Vialli was the perfect example of that, as Hughes recalled: "I was impressed with the dignity with which he dealt with being out of the side. I sit next to him in the dressing-room and before every game he would wish me luck and you knew he genuinely meant it." Hughes expects to continue being in and out of the side and added: "At this stage of a career you have to accept not playing every week."

Vialli said he did not know if he would rotate his strikers but added: "I hope the team will play so well that I can play the same team on Saturday and the following games." This rather supports the belief he will play himself, Hughes and Zola in attack which is not good news for Tore Andre Flo.

"He's been very honest and fair," Wise said, "he's probably a little nervous at the moment. He's had the board out and told us how he wants us to play. He wants us to work hard and be disciplined, to train as we play. He is a perfectionist, you can see it in the way he dresses."

Hughes added: "Most of us thought he'd become a coach. He did not mention it but he has a presence. I'm looking forward to working with him. He's passionate about the game and he played in Italy where they have a different attitude, where the emphasis is on stopping teams playing."

"I will start from where Rudi left off," Vialli said. "I will not be making revolution, that would be stupid, we are only in February and in a good position in the Premiership, the Coca-Cola Cup and in Europe.

Vialli did not see Arsenal play Crystal Palace on Sunday, except on television, as he was still undertaking a personal meeting with every member of Chelsea's 30-strong professional staff.

He cited Juventus, with whom he won the European Champions' Cup, as his model and believed himself influenced by all his managers, Marcello Lippi, Valeri Boskov, Azeglio Vicini, Arrigo Saachi (who dropped him from the Italy side), Giovanni Trappatoni and Gullit. In England, he particularly admired Alex Ferguson, Arsene Wenger and Gordon Strachan.

The Brian Laudrup transfer is, he said, on hold while he concentrates on this season. As for suggestions that he conspired against Gullit when meeting Laudrup on the eve of the Dutchman's dismissal, he said: "I respond to my own conscience, at the end of the day you have to look in the mirror and you know if you have done something wrong. It is the way you behave day-to-day which shows people if you are a back-stabber or not. No one stabbed Rudi in the back, not the staff or the players, this decision has come from the board."

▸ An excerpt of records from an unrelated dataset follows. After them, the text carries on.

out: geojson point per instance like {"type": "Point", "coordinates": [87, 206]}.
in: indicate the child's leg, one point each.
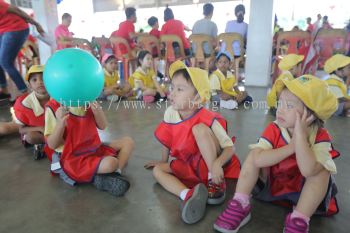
{"type": "Point", "coordinates": [125, 147]}
{"type": "Point", "coordinates": [207, 143]}
{"type": "Point", "coordinates": [313, 192]}
{"type": "Point", "coordinates": [162, 173]}
{"type": "Point", "coordinates": [108, 164]}
{"type": "Point", "coordinates": [35, 138]}
{"type": "Point", "coordinates": [7, 128]}
{"type": "Point", "coordinates": [249, 175]}
{"type": "Point", "coordinates": [149, 91]}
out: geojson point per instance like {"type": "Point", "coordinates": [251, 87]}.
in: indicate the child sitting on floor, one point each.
{"type": "Point", "coordinates": [197, 139]}
{"type": "Point", "coordinates": [338, 67]}
{"type": "Point", "coordinates": [290, 67]}
{"type": "Point", "coordinates": [29, 112]}
{"type": "Point", "coordinates": [224, 86]}
{"type": "Point", "coordinates": [144, 79]}
{"type": "Point", "coordinates": [292, 161]}
{"type": "Point", "coordinates": [79, 156]}
{"type": "Point", "coordinates": [113, 88]}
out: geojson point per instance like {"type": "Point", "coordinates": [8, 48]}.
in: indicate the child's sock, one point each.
{"type": "Point", "coordinates": [297, 214]}
{"type": "Point", "coordinates": [183, 194]}
{"type": "Point", "coordinates": [119, 171]}
{"type": "Point", "coordinates": [242, 198]}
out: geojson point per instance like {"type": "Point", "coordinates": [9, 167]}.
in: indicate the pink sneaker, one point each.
{"type": "Point", "coordinates": [295, 225]}
{"type": "Point", "coordinates": [233, 218]}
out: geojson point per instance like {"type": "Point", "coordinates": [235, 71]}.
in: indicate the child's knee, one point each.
{"type": "Point", "coordinates": [200, 129]}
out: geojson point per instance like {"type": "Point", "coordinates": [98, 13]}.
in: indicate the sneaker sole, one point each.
{"type": "Point", "coordinates": [216, 201]}
{"type": "Point", "coordinates": [117, 186]}
{"type": "Point", "coordinates": [223, 230]}
{"type": "Point", "coordinates": [194, 209]}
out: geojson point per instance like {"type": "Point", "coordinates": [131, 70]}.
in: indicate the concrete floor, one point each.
{"type": "Point", "coordinates": [31, 200]}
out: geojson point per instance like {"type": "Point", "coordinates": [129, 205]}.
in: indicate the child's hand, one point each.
{"type": "Point", "coordinates": [62, 116]}
{"type": "Point", "coordinates": [152, 164]}
{"type": "Point", "coordinates": [217, 172]}
{"type": "Point", "coordinates": [302, 123]}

One possible avenue closed for Gullit yesterday when Feyenoord, the club he supported and played for, extended Leo Beenhakker's contract as coach. Not that Chelsea have forgotten him. Speaking on Chelsea Clubcall Ken Bates, the chairman, said he was "disappointed" with the club's performance this season. "With the squad we have we should be in the FA Cup instead of manchester United, maybe five points ahead of them instead of behind in the league, and I'm not too happy we're a goal down against Arsenal.

"I think towards the end he [Gullit] got a very aggressive commercial manager who was lining up all these jobs. What with that and him getting his Dutch coaching badge, one had to ask where his priorities lay."

Vialli suggested Gullit and Graham Rix were back on good terms after mutually critical comments in the Sunday papers although his subsequent comment that it was the media's fault, in Rix's case, for allegedly paying him for the article, caused a few laughs, given Vialli's pounds 80,000-plus deal with one paper last season.

He dismissed the reports of his own imminent demise. "I've played football for 17 years and I know some funny stories come up, this is part of the job. I know you can be sacked but I think Chelsea is not thinking about a new manager at the moment."